Intisari-online.com - Covid-19 mungkin terlihat mulai mereda di beberana negara di dunia.
Bahkan ada beberapa negara yang hidup bebas berdampingan dengan Covid-19.
Meski demikian, faktanya ada sebuah negara di Asia Tenggara yang babak belur dihajar Covid-19 bahkan sampai harus membuang mayat karena lonjakan kematian yang tinggi.
Negara tersebut adalah Singapura.
Mengutip 24h.com.vn, pada Rabu (1/12/21),Dennis Pedrozo, 24 tahun pria dalambisnis pengawetan mayat di Singapura, telah melihat segalanya.
Namun semua itu berubah sejak Covid-19 muncul.Ritual dan adat pemakaman tidak lagi sama seperti dulu.
Singapura masuk dalam kelompok negara dengan angka kematian Covid-19 terendah di dunia, namun jumlah infeksi dan kematian di negara ini melonjak pada Oktober, terkait wabah di bar karaoke dan pelabuhan perikanan.
Menurut SCMP, 14 bulan sejak Singapura mendeteksi kasus Covid-19 pertama pada 23 Januari 2020, negara itu mencatat 30 kematian akibat penyakit tersebut.
Namun, varian Delta telah menyebabkan jumlah infeksi fatal melonjak.
Dalam 7 bulan (dari 1 April hingga 1 November), Singapura memiliki 391 kematian akibat Covid-19.
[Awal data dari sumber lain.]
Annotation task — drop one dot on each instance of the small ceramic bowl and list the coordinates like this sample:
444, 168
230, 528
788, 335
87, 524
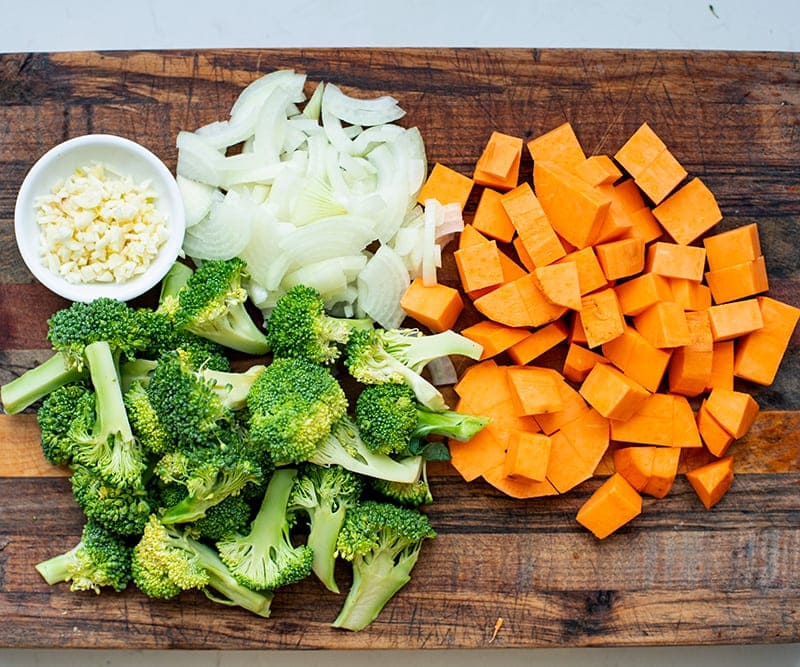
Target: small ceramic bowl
124, 157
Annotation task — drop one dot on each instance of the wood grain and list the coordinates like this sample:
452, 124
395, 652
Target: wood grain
678, 574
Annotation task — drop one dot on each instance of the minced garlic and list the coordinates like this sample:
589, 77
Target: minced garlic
99, 227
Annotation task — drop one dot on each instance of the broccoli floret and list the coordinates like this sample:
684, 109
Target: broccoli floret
323, 494
292, 405
344, 447
147, 427
185, 402
298, 326
69, 331
412, 494
165, 336
101, 559
389, 418
265, 558
383, 542
211, 304
122, 510
208, 473
166, 561
55, 416
101, 434
379, 356
231, 515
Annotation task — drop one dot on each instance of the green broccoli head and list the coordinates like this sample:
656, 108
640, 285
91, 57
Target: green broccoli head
185, 401
120, 509
383, 542
209, 474
161, 565
392, 421
345, 447
101, 559
292, 405
165, 336
265, 558
298, 326
369, 361
167, 561
55, 416
386, 416
71, 329
229, 516
100, 432
147, 427
323, 494
211, 304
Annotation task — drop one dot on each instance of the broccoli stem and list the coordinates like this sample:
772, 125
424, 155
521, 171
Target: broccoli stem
417, 351
177, 276
57, 569
112, 417
38, 382
374, 584
267, 527
235, 330
455, 425
222, 581
322, 535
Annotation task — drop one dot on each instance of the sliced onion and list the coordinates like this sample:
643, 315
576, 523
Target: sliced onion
224, 232
381, 284
375, 111
338, 236
434, 214
266, 263
197, 199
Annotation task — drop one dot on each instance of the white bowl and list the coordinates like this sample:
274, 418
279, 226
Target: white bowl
125, 157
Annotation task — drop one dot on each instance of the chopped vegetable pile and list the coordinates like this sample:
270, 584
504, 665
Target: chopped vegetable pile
313, 450
193, 475
610, 260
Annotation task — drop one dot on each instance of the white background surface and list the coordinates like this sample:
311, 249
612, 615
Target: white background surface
47, 25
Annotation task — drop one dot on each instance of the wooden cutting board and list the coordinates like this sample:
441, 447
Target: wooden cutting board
679, 574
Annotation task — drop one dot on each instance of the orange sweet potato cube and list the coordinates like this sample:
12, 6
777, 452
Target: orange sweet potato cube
436, 306
611, 393
527, 455
446, 185
610, 507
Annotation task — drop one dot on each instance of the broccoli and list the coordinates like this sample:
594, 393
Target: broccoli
383, 542
54, 417
186, 403
166, 561
292, 405
389, 418
412, 494
323, 494
345, 447
298, 326
100, 559
69, 331
209, 474
164, 336
380, 356
149, 430
265, 558
100, 432
211, 304
231, 515
122, 510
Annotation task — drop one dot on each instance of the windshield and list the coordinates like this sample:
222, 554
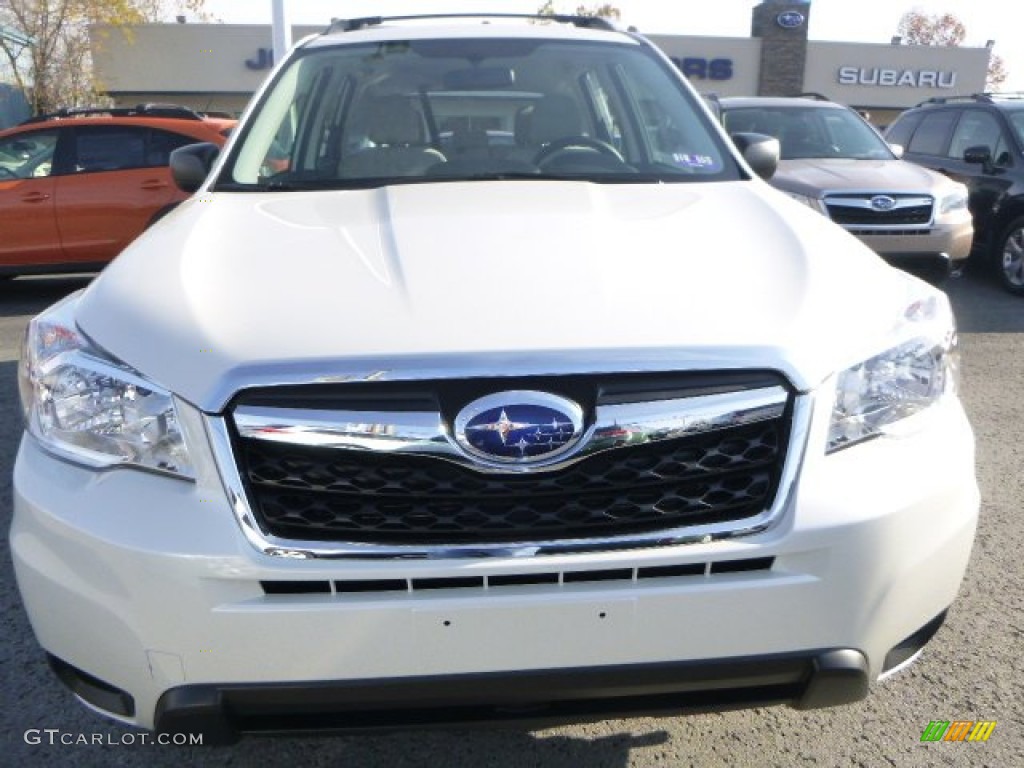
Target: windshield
425, 111
811, 132
1017, 121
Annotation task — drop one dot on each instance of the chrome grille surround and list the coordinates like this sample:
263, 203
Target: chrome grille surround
904, 211
424, 434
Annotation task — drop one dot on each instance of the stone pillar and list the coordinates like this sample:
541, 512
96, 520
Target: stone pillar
781, 25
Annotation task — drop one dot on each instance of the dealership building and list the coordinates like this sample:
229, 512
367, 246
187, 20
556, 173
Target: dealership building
216, 68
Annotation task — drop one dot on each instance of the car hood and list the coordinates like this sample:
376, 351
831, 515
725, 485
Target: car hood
817, 175
236, 290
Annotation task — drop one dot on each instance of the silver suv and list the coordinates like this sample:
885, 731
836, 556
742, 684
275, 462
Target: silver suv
835, 162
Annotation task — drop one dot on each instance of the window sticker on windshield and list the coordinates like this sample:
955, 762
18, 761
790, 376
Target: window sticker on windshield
704, 162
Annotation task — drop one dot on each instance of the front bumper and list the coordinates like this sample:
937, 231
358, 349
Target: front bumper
949, 240
146, 584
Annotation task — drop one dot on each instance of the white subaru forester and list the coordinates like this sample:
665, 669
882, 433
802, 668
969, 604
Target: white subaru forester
481, 379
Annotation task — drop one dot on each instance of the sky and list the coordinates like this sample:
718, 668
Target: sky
851, 20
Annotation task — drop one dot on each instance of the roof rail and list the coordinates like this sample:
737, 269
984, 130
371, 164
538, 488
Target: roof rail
813, 95
987, 97
590, 23
147, 110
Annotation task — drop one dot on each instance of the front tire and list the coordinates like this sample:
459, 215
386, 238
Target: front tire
1009, 257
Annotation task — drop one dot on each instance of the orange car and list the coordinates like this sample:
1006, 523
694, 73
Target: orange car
78, 185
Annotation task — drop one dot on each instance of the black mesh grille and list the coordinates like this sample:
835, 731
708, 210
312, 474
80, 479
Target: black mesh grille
348, 496
866, 217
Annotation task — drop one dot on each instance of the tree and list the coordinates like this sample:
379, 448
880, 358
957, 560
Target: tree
923, 29
54, 68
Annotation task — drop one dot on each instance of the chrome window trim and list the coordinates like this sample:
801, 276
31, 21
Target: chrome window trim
220, 442
425, 433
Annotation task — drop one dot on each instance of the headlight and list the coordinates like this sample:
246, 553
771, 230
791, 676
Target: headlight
873, 396
954, 201
88, 408
809, 202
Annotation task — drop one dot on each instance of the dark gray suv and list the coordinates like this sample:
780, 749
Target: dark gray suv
977, 139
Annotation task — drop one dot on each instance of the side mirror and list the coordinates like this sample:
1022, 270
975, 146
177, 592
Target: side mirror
979, 156
189, 165
761, 152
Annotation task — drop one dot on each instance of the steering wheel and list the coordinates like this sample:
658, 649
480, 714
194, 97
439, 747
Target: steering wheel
567, 142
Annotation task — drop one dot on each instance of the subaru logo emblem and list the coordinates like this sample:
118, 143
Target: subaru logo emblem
518, 427
791, 19
883, 203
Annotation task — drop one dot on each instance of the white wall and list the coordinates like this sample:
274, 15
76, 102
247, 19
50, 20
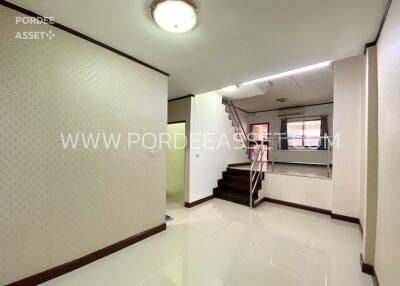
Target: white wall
58, 205
274, 121
387, 254
315, 192
348, 90
207, 164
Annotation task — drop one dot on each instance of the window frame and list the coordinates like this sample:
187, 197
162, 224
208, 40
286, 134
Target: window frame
302, 146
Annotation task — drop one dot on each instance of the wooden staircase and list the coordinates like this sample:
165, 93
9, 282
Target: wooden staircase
235, 187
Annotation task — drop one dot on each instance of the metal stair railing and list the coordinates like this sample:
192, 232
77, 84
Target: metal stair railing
256, 170
237, 123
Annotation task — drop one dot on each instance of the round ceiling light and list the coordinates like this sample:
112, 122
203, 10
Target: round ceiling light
175, 16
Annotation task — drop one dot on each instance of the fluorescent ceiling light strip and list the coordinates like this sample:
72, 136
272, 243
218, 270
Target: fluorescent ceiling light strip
292, 72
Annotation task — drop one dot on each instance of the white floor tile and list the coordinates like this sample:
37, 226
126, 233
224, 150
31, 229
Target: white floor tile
222, 243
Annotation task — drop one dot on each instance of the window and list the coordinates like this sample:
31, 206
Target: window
305, 133
258, 132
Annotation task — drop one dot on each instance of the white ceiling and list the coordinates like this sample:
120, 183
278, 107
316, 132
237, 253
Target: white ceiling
235, 40
306, 88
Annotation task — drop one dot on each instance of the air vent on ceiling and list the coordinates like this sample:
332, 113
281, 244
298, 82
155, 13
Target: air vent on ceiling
291, 111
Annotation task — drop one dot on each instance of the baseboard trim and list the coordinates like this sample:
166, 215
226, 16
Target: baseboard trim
239, 164
195, 203
298, 206
369, 269
375, 279
82, 261
346, 218
316, 210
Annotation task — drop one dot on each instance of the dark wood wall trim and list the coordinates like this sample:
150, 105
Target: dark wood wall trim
80, 35
182, 97
267, 110
346, 218
239, 164
82, 261
195, 203
298, 206
314, 209
369, 269
381, 25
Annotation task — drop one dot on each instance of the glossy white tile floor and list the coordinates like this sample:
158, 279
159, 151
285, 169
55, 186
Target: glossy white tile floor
222, 243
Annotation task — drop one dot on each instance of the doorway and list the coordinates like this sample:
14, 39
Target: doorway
176, 163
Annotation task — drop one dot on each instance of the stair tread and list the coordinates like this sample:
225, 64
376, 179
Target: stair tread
243, 199
236, 187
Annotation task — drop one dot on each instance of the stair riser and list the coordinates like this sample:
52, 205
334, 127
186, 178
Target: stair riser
227, 197
241, 173
241, 181
234, 188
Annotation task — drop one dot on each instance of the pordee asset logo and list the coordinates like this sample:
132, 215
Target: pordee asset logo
34, 35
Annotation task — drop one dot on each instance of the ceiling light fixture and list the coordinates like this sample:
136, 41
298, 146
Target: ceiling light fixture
175, 16
230, 88
292, 72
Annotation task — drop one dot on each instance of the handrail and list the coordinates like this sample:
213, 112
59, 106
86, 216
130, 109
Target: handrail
254, 173
232, 109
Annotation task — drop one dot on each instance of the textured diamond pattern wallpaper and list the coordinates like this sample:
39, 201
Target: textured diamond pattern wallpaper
57, 205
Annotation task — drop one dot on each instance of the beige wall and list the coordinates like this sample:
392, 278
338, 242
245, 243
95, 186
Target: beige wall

Menurut data dari Kementerian Kesehatan Singapura, pada 23 November, negara itu mencatat lebih dari 250.000 infeksi, termasuk 667 kematian.
Karena rumah duka harus berhadapan dengan jumlah jenazah yang meningkat pesat, Pedrozo harus menyiapkan alat pelindung diri (APD) untuk memastikan keselamatan selama proses pengangkutan jenazah pasien Covid-19 dari rumah sakit ke rumah sakit krematorium.
Pedrozo bekerja di Singapore Casket, salah satu pemakaman terbesar di negara Asia Tenggara ini.
Jeffrey Lee, manajer Singapore Casket, mengatakan sebelum Covid-19 muncul, rumah duka ini rata-rata menangani 140-150 jenazah dalam sebulan.
Pada bulan Oktober tahun ini, Singapore Casket harus membuang 190 mayat.
Rumah duka tidak diperbolehkan menyimpan jenazah pasien Covid-19, sehingga jenazah dibungkus dalam kantong tertutup dan didesinfeksi.
Saat petugas pemakaman datang untuk mengambil jenazah pasien Covid-19, mereka tidak melihat atau menyentuh jenazah secara langsung.
Jenazah ditempatkan dalam peti mati tertutup dengan silikon untuk mencegah virus keluar, mencemari kendaraan pembawa peti mati.
Jika pemakaman diadakan, anggota keluarga harus mengidentifikasi almarhum melalui label nama yang melekat pada peti mati. Hanya peti mati tertutup, yang memastikan standar keamanan, keluarga akan diizinkan untuk mengadakan upacara kunjungan.
Karena kepekaan terkait Covid-19, beberapa jenazah pasien "ditinggalkan", kata Lee.
"Beberapa keluarga mengizinkan kami menerima jenazah tanpa kehadiran mereka. Bahkan dengan upacara terakhir di krematorium, mereka tidak datang," kata manajer Singapore Casket.
"Beberapa orang takut tertular Covid-19 sehingga meminta jenazah orang yang dicintainya segera dikremasi tanpa pemakaman," kata Pedrozo.
Singapore Casket tidak memungut biaya jasa pemakaman jenazah pasien Covid-19. Sebagian besar jenazah dikremasi setelah upacara visitasi (yang berlangsung selama 3 hari).
Ketika tidak ada anggota keluarga yang hadir di pemakaman pasien Covid-19 yang meninggal, para biksu sering secara sukarela melakukan ritual untuk almarhum.